Wondering whether this is a hero story, how does one effectively define a hero – and can you be your own hero? Many assumptions have been made on the part of the reader, and to full effect – including the accuracy of the pill-dispensing clock, their trust in the pills doing their job, Aina’s watch telling the right time, keeping time, Whitney’s faith in the Warden who will offer them parole, and that certain supplies haven’t run out.
There is the significance of the number twelve, too, the years they serve on the island as punishment. Employing Aina’s analytical brain, it is ubiquitous, represents a dozen, is an unusually highly composite number, divisible by itself, 1, 2, 3, 4 and 6. It is also the number of sections on a clock face, months of the year, days of Christmas, apostles, stations of the cross, inches in a foot, face cards in a deck, signs of the zodiac, stages of the hero’s journey—twelve stations of the moon and sun, stages of life . . . it carries magical symbolism, and in terms of mythological and religious importance, it is said to represent perfection and entirety. Crucially in Metronome, it is central to timekeeping.

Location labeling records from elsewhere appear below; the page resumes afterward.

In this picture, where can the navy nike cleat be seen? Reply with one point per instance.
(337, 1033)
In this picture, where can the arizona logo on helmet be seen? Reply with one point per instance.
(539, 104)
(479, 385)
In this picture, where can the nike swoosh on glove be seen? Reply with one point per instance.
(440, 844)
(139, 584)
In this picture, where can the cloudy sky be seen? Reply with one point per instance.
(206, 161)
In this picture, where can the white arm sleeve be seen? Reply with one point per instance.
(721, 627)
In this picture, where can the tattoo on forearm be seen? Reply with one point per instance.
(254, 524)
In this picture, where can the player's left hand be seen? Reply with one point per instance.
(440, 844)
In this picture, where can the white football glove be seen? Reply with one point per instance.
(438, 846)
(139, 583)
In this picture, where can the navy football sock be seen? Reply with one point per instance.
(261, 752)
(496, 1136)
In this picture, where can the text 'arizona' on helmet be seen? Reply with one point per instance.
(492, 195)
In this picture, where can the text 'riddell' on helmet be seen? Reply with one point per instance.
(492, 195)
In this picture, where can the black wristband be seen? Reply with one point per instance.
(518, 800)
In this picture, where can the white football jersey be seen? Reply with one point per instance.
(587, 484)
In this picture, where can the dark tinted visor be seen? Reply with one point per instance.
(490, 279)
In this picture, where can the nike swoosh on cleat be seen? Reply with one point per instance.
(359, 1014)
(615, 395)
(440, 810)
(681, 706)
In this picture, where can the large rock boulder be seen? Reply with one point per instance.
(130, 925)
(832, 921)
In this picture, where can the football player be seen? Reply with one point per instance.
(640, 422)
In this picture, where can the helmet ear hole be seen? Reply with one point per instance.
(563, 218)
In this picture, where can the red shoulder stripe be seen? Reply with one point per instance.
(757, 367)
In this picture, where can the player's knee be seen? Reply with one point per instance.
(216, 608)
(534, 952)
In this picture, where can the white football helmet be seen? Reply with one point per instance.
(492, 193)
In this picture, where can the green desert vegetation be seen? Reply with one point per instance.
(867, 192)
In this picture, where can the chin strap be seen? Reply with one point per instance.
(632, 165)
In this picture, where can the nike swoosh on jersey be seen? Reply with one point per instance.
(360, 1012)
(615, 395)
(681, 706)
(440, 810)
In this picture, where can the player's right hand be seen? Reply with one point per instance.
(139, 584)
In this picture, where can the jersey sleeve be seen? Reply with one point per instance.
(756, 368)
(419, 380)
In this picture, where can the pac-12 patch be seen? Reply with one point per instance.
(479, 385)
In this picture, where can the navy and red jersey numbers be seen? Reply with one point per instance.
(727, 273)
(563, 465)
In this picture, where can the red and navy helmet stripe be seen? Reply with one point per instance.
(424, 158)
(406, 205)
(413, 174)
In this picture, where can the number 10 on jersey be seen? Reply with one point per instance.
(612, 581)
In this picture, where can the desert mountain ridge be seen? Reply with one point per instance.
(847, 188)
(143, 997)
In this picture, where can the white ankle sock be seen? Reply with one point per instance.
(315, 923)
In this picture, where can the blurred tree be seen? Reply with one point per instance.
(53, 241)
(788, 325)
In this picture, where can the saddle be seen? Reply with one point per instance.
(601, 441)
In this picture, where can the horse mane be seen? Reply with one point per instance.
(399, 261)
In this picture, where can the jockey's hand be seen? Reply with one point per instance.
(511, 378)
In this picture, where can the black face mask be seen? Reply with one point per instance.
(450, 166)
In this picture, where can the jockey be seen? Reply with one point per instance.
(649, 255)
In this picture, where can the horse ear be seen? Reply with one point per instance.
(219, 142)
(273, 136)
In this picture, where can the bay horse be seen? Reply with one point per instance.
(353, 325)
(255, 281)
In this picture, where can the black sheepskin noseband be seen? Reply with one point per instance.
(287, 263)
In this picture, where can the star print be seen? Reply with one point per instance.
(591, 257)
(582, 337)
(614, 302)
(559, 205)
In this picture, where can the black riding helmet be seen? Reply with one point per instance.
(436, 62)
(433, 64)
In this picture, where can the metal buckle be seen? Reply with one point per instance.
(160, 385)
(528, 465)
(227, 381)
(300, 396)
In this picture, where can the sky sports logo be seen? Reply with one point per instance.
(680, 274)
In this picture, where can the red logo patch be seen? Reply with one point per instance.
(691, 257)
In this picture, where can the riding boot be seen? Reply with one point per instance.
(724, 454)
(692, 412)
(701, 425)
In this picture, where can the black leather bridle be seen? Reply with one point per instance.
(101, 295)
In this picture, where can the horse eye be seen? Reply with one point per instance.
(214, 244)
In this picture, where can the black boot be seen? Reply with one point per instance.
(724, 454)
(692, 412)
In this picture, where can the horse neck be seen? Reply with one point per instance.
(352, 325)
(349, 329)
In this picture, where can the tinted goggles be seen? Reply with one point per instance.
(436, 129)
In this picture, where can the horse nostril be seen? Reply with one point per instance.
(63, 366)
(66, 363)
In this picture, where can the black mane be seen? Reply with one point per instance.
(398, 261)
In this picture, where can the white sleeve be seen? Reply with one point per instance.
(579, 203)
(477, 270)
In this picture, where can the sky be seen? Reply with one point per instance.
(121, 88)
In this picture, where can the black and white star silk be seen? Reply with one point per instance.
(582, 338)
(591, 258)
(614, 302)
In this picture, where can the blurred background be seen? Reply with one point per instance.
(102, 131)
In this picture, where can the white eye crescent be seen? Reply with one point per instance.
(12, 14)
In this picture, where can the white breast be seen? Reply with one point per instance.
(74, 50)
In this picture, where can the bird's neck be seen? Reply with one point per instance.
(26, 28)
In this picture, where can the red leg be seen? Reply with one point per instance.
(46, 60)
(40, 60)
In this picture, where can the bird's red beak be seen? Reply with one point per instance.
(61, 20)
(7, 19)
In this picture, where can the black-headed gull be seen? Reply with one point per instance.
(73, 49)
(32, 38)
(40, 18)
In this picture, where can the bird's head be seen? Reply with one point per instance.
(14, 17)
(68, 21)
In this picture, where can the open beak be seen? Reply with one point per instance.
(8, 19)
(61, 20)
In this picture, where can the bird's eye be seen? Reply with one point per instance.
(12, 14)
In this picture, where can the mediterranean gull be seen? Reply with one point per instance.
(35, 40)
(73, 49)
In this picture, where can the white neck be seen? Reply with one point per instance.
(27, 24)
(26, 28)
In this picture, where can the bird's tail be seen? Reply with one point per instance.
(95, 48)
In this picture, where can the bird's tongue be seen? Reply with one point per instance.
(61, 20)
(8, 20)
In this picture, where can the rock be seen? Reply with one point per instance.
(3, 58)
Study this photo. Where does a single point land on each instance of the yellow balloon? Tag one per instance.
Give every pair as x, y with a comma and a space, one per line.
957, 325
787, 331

With Watson’s effective use of internal monologue, it becomes more memoir-like at times. I cannot help but think that the premise of this novel is metastatic where even feelings about feelings are involved. What matters most is that we are fully invested in Aina and Whitney and anything or anyone else that crosses their path. Aina’s observation of how the house feels at one point is expertly written; “time passes differently now, with more people in the room. The ceilings feel lower. The windows smaller.” And on her re-discovery of a hand-illustrated map, “the scale is all wrong, the distances too great.”
We choose with which character our sympathies lie. Watson’s early drip-feeding of clues leaves us initially doubting or wondering about their purpose, and whether we’ve missed anything. By the end of the book, I feel I would like to interview Aina. I would throw a few questions at her from Proust’s questionnaire; probably “what is your greatest regret”, “what is your motto” and “who are your heroes in real life”. Readers, you will get your answers.

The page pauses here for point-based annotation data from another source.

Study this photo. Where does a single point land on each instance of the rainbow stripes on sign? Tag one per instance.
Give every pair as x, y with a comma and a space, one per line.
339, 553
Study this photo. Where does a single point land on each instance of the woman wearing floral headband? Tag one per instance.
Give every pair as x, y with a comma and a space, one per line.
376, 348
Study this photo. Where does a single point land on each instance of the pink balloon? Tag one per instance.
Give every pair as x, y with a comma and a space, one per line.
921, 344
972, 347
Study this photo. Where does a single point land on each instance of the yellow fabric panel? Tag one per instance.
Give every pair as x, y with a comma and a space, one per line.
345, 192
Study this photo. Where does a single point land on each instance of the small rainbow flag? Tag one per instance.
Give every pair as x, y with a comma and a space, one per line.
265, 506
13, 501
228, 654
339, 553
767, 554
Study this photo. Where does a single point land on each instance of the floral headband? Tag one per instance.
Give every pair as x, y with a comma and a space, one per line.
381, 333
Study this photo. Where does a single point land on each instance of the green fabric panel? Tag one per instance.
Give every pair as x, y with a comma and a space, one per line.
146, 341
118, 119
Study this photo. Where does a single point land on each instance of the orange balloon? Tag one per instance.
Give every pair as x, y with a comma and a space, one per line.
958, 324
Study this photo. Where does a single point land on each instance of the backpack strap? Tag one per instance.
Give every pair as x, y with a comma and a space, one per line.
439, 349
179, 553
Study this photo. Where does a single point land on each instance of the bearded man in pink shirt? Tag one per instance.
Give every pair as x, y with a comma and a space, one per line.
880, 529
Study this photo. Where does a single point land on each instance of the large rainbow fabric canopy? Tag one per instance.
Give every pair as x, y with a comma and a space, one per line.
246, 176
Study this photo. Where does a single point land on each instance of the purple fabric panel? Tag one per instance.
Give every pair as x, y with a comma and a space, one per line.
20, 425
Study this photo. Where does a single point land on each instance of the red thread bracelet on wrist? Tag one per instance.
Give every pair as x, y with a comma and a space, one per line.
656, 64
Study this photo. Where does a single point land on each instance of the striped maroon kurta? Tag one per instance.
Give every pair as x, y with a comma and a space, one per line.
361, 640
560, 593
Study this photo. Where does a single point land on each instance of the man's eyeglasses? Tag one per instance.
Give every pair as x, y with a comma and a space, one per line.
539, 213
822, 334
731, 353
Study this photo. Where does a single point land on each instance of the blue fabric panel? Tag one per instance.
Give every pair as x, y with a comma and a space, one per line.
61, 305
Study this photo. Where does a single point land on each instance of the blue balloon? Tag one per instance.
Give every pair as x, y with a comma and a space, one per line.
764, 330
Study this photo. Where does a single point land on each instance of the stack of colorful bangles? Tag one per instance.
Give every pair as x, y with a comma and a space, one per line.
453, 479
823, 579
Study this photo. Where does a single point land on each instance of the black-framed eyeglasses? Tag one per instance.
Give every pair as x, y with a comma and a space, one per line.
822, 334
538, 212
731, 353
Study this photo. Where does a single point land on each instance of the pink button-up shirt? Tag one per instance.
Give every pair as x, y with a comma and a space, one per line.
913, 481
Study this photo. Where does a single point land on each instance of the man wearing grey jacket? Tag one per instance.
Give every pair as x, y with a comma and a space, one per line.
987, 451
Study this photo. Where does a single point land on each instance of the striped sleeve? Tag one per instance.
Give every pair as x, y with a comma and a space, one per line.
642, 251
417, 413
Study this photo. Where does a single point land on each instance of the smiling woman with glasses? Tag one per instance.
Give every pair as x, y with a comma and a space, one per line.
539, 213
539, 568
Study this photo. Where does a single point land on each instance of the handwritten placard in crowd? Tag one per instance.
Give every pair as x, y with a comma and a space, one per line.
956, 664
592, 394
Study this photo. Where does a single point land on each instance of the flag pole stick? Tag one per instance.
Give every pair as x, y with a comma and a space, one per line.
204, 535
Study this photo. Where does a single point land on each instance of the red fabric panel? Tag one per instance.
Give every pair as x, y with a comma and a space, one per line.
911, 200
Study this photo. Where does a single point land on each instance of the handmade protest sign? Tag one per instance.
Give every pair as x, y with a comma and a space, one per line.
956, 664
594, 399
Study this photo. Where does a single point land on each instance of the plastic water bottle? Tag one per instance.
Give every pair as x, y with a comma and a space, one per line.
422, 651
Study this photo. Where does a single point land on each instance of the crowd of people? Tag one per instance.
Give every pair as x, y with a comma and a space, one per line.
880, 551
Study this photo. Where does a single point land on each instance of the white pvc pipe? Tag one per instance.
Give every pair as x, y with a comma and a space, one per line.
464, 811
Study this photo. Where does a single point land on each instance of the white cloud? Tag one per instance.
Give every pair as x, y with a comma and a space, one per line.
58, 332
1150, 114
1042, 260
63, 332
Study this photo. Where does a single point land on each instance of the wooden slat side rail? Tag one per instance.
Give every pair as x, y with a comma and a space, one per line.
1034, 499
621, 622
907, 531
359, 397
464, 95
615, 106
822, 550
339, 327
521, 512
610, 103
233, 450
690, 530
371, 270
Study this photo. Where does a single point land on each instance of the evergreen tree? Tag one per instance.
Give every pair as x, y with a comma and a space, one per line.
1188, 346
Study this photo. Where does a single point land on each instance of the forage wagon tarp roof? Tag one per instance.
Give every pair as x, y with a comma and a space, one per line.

The myriad facets and angles within Metronome and all its implications and deeper searches cannot possibly be ventured into in full here. As it is, with omniscience at play, Watson uses the idea of funnelling his information from the broadest possible view, zooming down to the specific minutiae – and out again. Do we look at Whitney and Aina as the same people at the end as they were at the beginning – and in their shoes, would we be, after 12 years? Have they served their sentence?
This book found me. What my proof copy didn’t tell me is that Metronome is featured in the next BBC2 ‘Between The Covers’ series. I’ll be watching because I do anyway and because it is an extraordinary book. I urge you to as well.
It is screenplay worthy. And if I were to put music to it myself, I’d commission Olafur Arnalds.
Metronome might well be a brave new world created by Tom Watson, as insightful and as premonitory as Orwell’s 1984.
Tom’s too, will stay with you long after you’ve put it down.